Will the recent positive trend continue leading up to its next earnings release, or is NETGEAR due for a pullback? Well, first let's take a quick look at the most recent earnings report in order to get a better handle on the recent drivers for NETGEAR, Inc. before we dive into how investors and analysts have reacted as of late.
NETGEAR reported fourth-quarter 2025 non-GAAP earnings per share (EPS) of 26 cents compared with the Zacks Consensus Estimate of 5 cents. The company reported a non-GAAP loss of 6 cents per share in the year-ago quarter.
NETGEAR generated net revenues of $182.5 million, beating the consensus estimate by 2.9% and surpassing its guidance of $170-$185 million. Revenues were flat year over year and down 1.1% sequentially. The higher-margin enterprise segment buoyed the performance, benefiting from ASP and unit growth in ProAV-managed switch products.

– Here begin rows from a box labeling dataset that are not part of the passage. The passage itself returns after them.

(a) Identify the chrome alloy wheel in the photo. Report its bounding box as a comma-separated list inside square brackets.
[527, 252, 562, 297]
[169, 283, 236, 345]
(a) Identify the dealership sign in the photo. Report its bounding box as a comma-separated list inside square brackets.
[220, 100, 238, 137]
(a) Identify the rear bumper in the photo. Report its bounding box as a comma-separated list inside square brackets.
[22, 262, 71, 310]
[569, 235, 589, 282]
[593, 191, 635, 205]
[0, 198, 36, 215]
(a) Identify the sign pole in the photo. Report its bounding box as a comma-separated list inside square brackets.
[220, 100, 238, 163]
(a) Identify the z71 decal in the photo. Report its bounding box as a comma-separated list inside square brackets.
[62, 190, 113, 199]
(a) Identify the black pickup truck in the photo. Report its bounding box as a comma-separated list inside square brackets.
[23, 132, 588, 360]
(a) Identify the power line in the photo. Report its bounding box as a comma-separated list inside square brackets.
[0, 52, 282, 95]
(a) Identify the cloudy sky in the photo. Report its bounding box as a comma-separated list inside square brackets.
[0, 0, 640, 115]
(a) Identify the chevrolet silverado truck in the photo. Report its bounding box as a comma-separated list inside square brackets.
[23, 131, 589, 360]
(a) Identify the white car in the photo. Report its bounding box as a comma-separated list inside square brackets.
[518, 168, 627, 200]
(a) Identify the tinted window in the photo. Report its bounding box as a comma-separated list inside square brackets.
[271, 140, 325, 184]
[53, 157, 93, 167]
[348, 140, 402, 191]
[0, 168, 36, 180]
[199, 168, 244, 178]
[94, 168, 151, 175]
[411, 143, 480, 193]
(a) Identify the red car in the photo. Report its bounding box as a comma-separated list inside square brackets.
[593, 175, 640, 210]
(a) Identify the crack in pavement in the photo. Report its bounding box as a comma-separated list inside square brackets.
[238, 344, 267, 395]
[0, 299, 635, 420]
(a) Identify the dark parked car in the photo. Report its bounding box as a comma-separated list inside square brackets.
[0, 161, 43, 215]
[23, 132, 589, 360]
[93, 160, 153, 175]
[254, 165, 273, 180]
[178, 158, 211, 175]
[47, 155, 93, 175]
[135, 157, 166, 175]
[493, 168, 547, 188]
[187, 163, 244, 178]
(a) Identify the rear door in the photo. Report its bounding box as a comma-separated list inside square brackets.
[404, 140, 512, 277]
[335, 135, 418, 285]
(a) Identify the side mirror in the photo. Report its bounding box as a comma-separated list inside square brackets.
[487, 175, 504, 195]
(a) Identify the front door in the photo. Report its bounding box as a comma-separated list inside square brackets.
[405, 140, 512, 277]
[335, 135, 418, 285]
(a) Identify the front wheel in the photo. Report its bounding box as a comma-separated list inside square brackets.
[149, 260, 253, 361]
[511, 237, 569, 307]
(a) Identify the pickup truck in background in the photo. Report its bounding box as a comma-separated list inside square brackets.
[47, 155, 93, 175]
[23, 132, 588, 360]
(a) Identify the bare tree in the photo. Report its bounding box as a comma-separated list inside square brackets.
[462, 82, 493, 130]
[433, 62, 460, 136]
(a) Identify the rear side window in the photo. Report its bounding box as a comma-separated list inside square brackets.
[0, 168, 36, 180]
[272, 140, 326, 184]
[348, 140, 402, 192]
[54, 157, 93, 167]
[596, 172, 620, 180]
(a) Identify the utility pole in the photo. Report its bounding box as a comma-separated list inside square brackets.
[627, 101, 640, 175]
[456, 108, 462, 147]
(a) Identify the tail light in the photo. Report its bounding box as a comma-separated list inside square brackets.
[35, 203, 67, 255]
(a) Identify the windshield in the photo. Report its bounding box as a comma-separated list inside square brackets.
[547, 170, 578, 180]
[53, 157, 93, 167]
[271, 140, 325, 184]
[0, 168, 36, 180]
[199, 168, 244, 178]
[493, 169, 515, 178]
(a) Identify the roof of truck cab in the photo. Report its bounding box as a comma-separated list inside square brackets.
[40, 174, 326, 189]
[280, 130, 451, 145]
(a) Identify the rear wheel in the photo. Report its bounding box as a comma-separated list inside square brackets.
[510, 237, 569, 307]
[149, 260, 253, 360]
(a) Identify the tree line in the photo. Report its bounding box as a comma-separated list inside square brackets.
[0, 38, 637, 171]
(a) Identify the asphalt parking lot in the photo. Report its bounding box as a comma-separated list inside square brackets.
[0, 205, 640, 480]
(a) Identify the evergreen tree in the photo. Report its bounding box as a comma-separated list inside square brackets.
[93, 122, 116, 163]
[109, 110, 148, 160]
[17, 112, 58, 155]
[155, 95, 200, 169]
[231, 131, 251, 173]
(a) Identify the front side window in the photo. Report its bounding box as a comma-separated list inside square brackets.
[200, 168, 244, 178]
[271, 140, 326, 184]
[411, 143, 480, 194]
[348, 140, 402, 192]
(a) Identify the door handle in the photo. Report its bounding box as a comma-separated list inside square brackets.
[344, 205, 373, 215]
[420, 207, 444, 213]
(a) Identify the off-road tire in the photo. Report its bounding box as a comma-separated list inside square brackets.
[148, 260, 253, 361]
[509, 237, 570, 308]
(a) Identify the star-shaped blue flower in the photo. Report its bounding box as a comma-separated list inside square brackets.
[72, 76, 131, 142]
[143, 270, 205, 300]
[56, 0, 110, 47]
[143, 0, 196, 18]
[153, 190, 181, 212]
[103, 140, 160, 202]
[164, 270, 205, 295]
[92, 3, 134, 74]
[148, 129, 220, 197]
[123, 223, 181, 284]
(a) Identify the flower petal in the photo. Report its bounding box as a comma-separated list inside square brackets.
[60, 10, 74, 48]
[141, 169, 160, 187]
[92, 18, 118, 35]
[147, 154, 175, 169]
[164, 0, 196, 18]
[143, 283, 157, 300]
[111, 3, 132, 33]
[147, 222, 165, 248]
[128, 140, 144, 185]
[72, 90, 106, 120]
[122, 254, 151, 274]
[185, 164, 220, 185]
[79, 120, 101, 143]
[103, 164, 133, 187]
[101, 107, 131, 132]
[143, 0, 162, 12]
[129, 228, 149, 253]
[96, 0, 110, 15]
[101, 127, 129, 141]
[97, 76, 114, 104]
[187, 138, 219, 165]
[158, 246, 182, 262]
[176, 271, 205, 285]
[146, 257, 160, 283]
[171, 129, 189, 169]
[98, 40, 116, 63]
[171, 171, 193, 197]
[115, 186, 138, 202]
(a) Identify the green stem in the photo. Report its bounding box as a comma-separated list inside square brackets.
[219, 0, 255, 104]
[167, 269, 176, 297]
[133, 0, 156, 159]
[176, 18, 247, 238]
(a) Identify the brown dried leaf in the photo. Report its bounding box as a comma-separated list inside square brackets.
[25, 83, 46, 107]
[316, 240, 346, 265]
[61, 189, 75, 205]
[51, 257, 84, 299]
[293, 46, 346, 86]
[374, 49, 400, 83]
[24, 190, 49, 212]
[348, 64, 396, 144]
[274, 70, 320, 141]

At the end of 2025, NETGEAR now has 558,000 recurring subscribers and more than $40 million in annual recurring revenues driven by the Armor security offering.

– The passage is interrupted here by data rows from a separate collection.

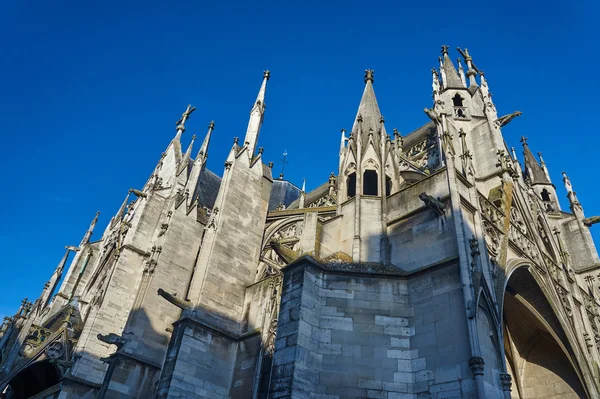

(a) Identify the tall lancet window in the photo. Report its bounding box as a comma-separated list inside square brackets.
[542, 189, 552, 201]
[385, 176, 392, 197]
[452, 93, 463, 107]
[346, 172, 356, 199]
[363, 170, 378, 195]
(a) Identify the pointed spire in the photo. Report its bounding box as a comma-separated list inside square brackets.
[562, 172, 583, 211]
[456, 58, 467, 87]
[78, 211, 100, 248]
[442, 46, 466, 89]
[563, 172, 574, 193]
[196, 121, 215, 161]
[244, 71, 271, 157]
[177, 134, 196, 174]
[352, 69, 387, 152]
[538, 152, 552, 183]
[456, 47, 483, 88]
[431, 68, 440, 100]
[110, 189, 131, 228]
[521, 136, 550, 184]
[173, 104, 196, 141]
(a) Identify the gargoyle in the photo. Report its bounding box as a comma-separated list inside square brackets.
[97, 333, 127, 350]
[496, 111, 523, 127]
[269, 238, 300, 263]
[423, 108, 442, 123]
[158, 288, 193, 310]
[129, 188, 148, 198]
[583, 216, 600, 227]
[419, 193, 446, 216]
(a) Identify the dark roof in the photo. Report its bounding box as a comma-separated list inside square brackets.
[523, 143, 550, 184]
[198, 168, 221, 208]
[269, 179, 300, 211]
[403, 121, 437, 150]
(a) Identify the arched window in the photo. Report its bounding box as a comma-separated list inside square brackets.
[363, 170, 378, 195]
[542, 189, 551, 201]
[346, 172, 356, 199]
[452, 93, 463, 107]
[385, 176, 392, 197]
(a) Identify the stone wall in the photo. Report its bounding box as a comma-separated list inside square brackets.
[271, 258, 473, 399]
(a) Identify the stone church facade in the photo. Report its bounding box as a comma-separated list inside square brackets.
[0, 46, 600, 399]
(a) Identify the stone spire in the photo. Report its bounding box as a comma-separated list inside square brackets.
[521, 137, 550, 184]
[563, 172, 581, 209]
[442, 46, 466, 89]
[171, 104, 196, 159]
[78, 211, 100, 248]
[196, 121, 215, 161]
[244, 71, 271, 157]
[456, 47, 483, 88]
[352, 69, 387, 156]
[109, 190, 131, 228]
[177, 134, 196, 175]
[538, 152, 552, 182]
[456, 58, 467, 87]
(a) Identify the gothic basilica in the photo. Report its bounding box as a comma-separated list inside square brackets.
[0, 46, 600, 399]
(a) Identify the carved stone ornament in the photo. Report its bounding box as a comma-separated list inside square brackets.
[96, 333, 126, 349]
[500, 373, 512, 391]
[469, 356, 485, 375]
[483, 221, 501, 257]
[46, 341, 65, 359]
[419, 193, 446, 216]
[556, 285, 573, 318]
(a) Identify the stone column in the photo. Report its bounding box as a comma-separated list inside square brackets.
[469, 356, 485, 399]
[500, 373, 512, 399]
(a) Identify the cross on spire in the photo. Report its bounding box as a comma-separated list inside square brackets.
[279, 150, 289, 180]
[175, 104, 196, 126]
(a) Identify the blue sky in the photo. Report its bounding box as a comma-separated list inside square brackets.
[0, 0, 600, 317]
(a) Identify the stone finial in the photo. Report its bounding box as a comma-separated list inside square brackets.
[519, 136, 527, 147]
[500, 373, 512, 392]
[469, 356, 485, 375]
[175, 104, 196, 129]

Management renamed the NETGEAR for Business segment to NETGEAR Enterprise. From the fourth quarter of 2025, the company is reporting revenues under two segments, NETGEAR Enterprise and NETGEAR Consumer.
For 2025, revenues were up 3.8% to $699.6 million, while non-GAAP EPS came in at 44 cents in contrast to a loss of 91 cents in 2024. The enterprise segment revenues were up 18.8%.
However, management noted that DDR4 memory shortages are an escalating and uncertain risk, particularly in the second half of 2026. While the company expects to largely mitigate gross margin impact in the first half, it emphasized that the second-half outcome is uncertain, especially for the consumer segment, where memory represents a significantly higher percentage of bill of materials than the enterprise segment.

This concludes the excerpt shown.